# CPC Student Needs Encouragement...Help!



## Elsie16 (Apr 13, 2010)

I'm taking a course to prepare for the CPC exam...and last week we had a substitute ....who just happened to mention that she didn't pass the exam on her first try....this did little to boost my moral to say the least...I know we get one free re-take, but honestly I was really hoping not to  have to  use it...been studying hard, but I'd be lying if I said my hopes weren't a bit deflated after hearing this statement.....Can anyone offer some encouragement/wise words?

Thanks!

Elsie


----------



## ollielooya (Apr 13, 2010)

*Not everyone passes on their first try*

Elsie..
...no shame in not passing.  It is a difficult test, especially for someone who has had no experience in the field.  It's not meant to be easy.  I'm a hard-working coder/biller and still feel very new to the field.  I studied as hard as anyone could and managed to be an A student, but my first attempt was greeted with non-passing grade.  Not to be discouraged, returned to study with renewed vigor and can honestly say that taking the extra time to review and supplement what I had learned before did the trick.  Looking back now, am actually thankful for the experience because it sharpened my study skills.  Remember, if the test were easy, everybody would be taking it and passing.  The standards are rightfully raised high.  Wouldn't have it any other way.  So, don't let what your teacher told you discourage you in any way.  Obviously, she was a motivated individual who set out to reach her goal and didn't let failure stop her.  Now THAT's encouraging!
---Suzanne E. Byrum, CPC


----------



## kohinoor23 (Apr 13, 2010)

*study hard*

I was an A sudent in class and i didnt make it the first time, try to learn from the AAPC exam study guide and practice questions, they are very similar to the ones u get in the exam. The more u practice the better it is for u. Timing the questions is not a problem at all, from my own experience, i had ample time in hand to finish the exam.

Good luck


----------



## jlb102780 (Apr 14, 2010)

One thing that helped me while taking the test was I went to the sections that I was comfortable with first. So I pretty much flipped flopped back and forth during the test. Once I got through the stuff I felt good about, I was able to take more time on the sections that were a lot harder for me. You get like 5 1/2 hours to take the test, its all mult choice, so just rule out the answers you know are wrong and that will also help you. You will do just fine. I passed my first time taking it and I was 8 1/2 months pregnant.  Good luck!


----------



## kellyross (Apr 14, 2010)

*Confidence!*

Elsie -

You sound so much like me when I was going through classes to prepare for the CPC exam.  Your instructor, I think was hoping to appear more human to you - I mean, she's an instructor and she also failed her exam on her first try!  That proves that regardless of whether you pass or fail on your first attempt - you should keep pushing yourself.  I see her as more of a success story than a failure story.  

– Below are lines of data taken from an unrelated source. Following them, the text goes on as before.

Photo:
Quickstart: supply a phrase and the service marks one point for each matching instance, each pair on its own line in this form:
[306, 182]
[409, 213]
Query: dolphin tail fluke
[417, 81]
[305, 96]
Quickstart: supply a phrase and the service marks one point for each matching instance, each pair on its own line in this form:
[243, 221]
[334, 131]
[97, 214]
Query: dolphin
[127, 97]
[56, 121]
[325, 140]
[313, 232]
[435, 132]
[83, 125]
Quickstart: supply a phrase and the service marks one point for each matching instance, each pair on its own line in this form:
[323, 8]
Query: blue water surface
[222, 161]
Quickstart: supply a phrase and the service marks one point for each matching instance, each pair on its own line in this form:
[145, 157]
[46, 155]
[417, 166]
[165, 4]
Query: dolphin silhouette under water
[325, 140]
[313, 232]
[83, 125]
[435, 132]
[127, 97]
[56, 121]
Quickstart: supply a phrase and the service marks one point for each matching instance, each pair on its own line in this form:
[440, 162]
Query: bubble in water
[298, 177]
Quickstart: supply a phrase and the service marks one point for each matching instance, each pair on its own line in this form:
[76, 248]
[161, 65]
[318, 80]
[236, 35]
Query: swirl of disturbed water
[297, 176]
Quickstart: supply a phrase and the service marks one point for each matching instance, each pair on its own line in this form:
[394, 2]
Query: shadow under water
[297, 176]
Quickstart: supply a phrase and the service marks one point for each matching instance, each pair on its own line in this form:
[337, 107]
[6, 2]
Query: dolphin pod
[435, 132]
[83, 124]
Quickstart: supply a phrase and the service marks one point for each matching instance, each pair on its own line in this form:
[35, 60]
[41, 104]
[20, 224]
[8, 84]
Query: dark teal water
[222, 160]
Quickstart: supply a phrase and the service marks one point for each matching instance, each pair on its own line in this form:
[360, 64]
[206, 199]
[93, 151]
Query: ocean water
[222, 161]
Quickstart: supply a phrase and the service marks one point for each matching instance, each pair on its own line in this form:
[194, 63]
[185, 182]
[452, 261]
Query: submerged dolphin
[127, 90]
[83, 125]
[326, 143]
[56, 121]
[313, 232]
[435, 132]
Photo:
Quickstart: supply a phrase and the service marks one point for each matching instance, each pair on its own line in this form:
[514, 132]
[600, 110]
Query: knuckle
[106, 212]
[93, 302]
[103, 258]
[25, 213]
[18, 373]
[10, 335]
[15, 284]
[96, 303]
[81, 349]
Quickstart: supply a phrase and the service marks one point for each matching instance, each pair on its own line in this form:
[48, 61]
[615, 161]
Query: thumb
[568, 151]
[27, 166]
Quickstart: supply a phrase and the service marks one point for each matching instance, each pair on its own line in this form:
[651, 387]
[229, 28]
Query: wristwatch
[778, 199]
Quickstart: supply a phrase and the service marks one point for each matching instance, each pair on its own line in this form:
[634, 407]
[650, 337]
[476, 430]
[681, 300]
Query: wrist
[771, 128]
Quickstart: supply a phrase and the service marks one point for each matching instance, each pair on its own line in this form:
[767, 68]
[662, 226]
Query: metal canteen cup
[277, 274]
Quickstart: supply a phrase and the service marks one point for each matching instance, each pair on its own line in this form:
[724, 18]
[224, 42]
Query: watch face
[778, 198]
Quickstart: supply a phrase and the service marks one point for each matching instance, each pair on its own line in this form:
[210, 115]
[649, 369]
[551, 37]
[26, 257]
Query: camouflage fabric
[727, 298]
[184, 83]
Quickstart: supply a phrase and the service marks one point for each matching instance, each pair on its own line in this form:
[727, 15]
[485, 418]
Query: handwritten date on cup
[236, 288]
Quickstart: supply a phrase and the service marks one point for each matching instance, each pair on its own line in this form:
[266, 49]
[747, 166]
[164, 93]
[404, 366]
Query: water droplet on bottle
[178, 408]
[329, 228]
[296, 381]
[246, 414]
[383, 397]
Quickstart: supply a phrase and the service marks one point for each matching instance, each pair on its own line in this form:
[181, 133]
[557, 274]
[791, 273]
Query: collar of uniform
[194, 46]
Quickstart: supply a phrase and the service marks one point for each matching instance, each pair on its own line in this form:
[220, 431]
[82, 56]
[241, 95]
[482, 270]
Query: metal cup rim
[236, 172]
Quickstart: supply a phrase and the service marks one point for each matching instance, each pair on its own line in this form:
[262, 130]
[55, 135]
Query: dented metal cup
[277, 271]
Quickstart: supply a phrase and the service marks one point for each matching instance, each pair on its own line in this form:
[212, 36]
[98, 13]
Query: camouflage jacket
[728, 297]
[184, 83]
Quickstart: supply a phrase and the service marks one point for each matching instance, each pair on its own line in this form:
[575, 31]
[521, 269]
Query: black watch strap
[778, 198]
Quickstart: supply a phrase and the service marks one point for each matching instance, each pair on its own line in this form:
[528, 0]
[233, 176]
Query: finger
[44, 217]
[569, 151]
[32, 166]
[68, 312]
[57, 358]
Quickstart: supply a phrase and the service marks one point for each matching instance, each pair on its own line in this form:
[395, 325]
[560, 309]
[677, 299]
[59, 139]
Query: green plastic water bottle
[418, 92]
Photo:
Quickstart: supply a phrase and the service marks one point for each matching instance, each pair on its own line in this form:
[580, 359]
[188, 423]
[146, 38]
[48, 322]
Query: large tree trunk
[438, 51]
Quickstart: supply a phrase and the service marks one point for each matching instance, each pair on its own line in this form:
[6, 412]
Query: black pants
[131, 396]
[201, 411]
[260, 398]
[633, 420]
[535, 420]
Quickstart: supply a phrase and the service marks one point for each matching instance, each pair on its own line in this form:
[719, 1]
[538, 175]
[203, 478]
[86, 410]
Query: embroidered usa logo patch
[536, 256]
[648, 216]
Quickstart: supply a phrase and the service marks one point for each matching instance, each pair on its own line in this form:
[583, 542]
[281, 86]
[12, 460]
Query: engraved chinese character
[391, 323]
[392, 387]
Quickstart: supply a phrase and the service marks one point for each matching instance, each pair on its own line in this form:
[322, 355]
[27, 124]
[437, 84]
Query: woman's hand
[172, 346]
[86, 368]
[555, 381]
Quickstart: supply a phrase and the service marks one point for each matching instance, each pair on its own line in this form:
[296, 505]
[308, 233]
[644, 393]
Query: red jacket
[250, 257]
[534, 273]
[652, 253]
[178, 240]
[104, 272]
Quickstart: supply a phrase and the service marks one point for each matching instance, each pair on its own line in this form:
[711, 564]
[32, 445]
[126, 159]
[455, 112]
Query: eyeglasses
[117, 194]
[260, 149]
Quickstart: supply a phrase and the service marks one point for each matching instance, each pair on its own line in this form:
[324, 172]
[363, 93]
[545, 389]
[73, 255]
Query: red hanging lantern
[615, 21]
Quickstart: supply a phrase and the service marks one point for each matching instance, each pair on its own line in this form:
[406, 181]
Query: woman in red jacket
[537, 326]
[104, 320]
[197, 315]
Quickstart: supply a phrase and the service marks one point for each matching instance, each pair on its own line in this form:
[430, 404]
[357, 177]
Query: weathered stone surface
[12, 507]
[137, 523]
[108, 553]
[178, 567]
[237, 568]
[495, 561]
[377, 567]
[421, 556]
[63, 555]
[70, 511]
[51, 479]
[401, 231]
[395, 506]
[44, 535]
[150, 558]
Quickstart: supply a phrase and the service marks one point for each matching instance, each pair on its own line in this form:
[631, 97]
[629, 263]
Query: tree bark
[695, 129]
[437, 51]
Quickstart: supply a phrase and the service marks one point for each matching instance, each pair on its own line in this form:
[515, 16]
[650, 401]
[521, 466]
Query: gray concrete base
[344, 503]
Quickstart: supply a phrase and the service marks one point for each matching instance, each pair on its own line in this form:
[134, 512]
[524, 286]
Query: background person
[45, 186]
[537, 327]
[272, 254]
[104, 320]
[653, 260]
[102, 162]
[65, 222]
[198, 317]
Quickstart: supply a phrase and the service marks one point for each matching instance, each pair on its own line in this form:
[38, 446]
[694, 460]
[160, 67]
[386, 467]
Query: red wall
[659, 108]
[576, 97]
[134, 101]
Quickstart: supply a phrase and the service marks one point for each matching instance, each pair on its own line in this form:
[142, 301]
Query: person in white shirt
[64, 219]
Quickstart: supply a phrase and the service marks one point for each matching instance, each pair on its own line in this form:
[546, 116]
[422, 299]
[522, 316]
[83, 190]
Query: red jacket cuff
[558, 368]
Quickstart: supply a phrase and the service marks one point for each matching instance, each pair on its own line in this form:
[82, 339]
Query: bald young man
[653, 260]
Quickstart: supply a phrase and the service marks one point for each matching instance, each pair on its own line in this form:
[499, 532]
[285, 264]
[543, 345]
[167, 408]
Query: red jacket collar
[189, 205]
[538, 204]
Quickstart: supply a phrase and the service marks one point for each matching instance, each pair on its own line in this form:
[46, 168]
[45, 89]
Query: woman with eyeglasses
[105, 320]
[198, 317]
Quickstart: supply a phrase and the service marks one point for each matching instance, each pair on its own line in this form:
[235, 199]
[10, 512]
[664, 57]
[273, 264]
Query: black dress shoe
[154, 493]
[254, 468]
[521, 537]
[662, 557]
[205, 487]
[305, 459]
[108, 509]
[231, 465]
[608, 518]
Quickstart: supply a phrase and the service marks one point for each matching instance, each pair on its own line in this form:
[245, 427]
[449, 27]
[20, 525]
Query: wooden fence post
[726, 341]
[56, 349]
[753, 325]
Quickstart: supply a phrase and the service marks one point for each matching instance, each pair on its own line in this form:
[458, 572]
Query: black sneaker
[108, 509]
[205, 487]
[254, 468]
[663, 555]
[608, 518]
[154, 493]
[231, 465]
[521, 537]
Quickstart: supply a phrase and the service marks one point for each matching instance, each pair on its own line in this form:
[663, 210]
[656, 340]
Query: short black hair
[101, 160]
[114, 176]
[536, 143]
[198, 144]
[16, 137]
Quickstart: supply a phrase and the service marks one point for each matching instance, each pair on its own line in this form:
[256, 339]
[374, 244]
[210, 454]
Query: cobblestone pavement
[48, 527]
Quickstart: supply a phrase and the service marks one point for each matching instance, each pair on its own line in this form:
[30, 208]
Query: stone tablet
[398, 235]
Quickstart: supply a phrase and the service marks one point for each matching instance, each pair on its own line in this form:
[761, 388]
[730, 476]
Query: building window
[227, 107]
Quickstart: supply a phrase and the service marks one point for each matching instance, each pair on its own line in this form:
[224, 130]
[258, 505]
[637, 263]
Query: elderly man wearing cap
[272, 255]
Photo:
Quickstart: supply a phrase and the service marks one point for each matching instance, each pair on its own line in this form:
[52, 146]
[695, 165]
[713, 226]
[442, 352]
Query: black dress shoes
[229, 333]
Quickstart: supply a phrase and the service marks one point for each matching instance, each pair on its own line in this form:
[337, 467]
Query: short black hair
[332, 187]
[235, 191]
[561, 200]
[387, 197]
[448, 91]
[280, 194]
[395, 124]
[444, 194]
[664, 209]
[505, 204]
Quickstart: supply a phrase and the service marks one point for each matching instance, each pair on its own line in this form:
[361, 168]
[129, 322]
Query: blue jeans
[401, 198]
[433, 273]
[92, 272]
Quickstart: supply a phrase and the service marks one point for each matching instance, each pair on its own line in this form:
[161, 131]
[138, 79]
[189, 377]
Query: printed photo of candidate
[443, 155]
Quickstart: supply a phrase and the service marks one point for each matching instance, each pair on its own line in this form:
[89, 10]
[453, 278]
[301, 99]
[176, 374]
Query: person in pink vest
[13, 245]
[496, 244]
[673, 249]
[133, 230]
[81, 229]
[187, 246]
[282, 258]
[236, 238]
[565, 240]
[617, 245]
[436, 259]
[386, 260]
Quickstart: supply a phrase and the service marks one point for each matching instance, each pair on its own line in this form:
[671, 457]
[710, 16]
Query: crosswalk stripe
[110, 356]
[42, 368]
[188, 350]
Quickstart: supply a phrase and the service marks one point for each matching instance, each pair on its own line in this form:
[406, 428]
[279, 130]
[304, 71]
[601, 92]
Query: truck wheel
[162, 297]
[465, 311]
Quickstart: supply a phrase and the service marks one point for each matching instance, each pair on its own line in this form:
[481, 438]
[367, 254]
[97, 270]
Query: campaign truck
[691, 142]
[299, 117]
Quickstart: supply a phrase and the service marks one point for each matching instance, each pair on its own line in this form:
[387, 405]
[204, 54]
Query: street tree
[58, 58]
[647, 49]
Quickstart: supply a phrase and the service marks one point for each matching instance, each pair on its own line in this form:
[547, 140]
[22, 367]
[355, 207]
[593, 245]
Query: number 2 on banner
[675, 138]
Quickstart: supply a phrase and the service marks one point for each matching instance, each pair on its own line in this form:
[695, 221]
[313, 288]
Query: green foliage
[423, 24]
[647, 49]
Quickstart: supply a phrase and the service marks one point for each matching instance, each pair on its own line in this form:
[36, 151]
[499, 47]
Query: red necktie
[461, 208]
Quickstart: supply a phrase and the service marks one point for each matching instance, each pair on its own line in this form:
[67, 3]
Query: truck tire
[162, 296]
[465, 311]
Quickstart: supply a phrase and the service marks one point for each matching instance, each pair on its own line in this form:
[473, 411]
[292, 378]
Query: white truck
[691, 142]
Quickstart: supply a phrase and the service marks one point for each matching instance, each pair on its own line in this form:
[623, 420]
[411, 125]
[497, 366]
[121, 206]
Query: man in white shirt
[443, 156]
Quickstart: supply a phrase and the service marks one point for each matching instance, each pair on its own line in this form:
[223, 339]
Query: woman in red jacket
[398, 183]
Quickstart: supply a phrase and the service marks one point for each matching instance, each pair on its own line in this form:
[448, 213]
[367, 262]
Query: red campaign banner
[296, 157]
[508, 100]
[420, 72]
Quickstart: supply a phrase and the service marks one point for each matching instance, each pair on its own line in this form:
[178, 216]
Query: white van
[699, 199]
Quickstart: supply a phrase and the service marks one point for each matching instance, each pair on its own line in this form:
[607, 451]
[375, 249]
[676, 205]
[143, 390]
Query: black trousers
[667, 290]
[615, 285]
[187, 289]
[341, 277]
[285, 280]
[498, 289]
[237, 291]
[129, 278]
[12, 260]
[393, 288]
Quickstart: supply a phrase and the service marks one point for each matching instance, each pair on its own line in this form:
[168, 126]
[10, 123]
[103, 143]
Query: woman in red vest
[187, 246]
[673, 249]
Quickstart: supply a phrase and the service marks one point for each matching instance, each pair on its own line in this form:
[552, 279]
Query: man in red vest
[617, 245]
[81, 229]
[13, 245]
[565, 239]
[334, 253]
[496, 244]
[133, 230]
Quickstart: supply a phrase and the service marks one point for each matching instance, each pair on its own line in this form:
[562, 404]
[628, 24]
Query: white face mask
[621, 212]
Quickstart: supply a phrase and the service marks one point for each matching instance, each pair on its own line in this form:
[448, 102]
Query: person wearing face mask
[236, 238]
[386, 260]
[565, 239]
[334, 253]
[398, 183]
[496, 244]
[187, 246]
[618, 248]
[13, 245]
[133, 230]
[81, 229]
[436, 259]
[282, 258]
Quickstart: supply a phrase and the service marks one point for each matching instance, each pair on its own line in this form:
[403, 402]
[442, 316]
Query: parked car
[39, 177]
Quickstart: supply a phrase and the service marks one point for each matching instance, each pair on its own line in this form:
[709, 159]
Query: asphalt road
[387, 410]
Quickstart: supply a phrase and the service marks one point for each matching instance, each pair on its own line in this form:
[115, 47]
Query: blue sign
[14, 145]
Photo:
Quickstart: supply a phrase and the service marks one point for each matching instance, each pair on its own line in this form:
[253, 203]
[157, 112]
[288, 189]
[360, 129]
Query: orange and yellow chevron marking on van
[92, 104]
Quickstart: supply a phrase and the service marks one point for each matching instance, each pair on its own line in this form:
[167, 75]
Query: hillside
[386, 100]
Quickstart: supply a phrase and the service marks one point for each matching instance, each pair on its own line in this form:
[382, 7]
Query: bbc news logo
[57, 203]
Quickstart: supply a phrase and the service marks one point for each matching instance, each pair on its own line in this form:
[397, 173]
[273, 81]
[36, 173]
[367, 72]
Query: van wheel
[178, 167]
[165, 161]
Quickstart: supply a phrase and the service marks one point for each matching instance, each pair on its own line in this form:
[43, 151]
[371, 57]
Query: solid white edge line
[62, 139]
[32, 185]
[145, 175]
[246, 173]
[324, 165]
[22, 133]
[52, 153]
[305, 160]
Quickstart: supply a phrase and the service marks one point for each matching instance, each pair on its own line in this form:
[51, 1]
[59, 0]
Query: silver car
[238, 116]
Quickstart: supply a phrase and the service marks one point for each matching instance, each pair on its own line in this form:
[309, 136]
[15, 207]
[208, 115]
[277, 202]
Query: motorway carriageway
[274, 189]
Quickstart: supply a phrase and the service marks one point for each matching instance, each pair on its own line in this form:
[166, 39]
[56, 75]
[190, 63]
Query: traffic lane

Just make sure you know "how to use" your coding tools (books) - more important that trying to memorize everything.... just know where to look for it!  

Good Luck! 

-kelly


----------



## jdibble (Apr 14, 2010)

*Study and practice!*

I was coding in an Urgent Care for 4 years and graduated with my degree in HIM before I decided to take my test. I enrolled in a six week class prior to taking the test, was an A student and when I sat for the test I left knowing I had failed. However, I was surprised when I received my results telling me I had indeed passed!  It is a very hard test - I would suggest to study hard, practice taking timed tests and then try to relax on test day.  What I found to be my problem is that when I took the prep class, we ran out of time to finish the material, so we never really went over x-ray, pathology, etc. near the back of the CPT book and I had no experience coding these areas. So, make sure you are familiar with all areas of the CPT book.  I'm sure you will do just fine - you sound like you are doing a good job of preparing!

Good Luck!

Jodi Dibble, CPC
Matamoras, PA


----------



## Elsie16 (Jun 18, 2010)

*Thanks Everyone*

I just wanted to come back to this thread to thank all of you that offered me advice. I didn't look at the professor as a failure by any means at the time. I was just shocked when she said she didn't pass it. I knew it wasn't an easy test, but her admission was a wake up call of sorts--and  it pressed my "panic" button--but now I'm glad it did, because I think it helped prepare me for what I was facing--probably just as much as all the hours of studying did. 

Again--thanks to all of you that took the time to post your encourgement!!

Elsie, CPC-A


----------



## ollielooya (Jun 19, 2010)

Obviously, you DID it...you did pass.  Congratulations!  Suzanne E. Byrum, CPC


----------



## Elsie16 (Jun 19, 2010)

Thanks Suzanne...I'm so proud of myself...and even, as crazy as this may sound, am now thinking of getting specialized...LOL...Passing definetely boosted my confidence....and while I sometimes say to myself, "You're going to put yourself through ANOTHER rigorous test???...Are you NUTS???"....the other part of me wants to keep going and do more.....Nothing I'm going to do right away...but I'm considering the option.


----------



## twizzle (Jun 19, 2010)

*Encouragement*

Well. I hope I can encourage you. I took my CPC last September and had only been in my first coding job for 6 months. My work colleagues decided they weren't ready for the test so they all pulled out and waited for a boot camp to help them. I took the exam and passed. Next thing is my company wants someone to do all the anesthesia coding that we currently outsource and I volunteer. They set me up for the CANPC exam and I pass that at the first attempt (just, but there again it is recommended that you have at least 2 years working that specialty) 
 I'm not boasting about my achievements but it shows it can be done with a bit of hard work and committment...also it shows that you don't really need 2 years experience in a particular to pass although it obviously helps.
If you want to specialize you go for it.....................now what can I do?


----------



## daisychris (Aug 26, 2010)

*Pass Specialty Exam in a Specialty I"ve never worked in ?*

Has anyone taken a  specialty exam in a field that they have not worked in ?

I've been coding for 25 years now....CPC certified in 2003 and now I'm thinking of becoming certified in a specialty that I haven't tackled.  I  agree that having two years in that particular field lays the foundation for the test, but with hard work others have done it.

How did you study for specialty exam ? Were you in a group setting or did you strictly fly solo ?  

Any and all advice is appreciated !


----------



## cvangilder (Aug 26, 2010)

Congrats! i take my re-take this weekend.. i am very nervous! i have been studying and all but still feel like it is not enough..i am a bad test taker i always have been ever since i could remember as well i have a learning disability due to hearing loss (even though the test is not spoken out loud it still affects me) but i now know what to expect and i know how i am going to tackle the test do the back first then the reports that are short then the long one i am still having trouble with burns and what not. Congrats again that is wonderful! i just hope i pass


----------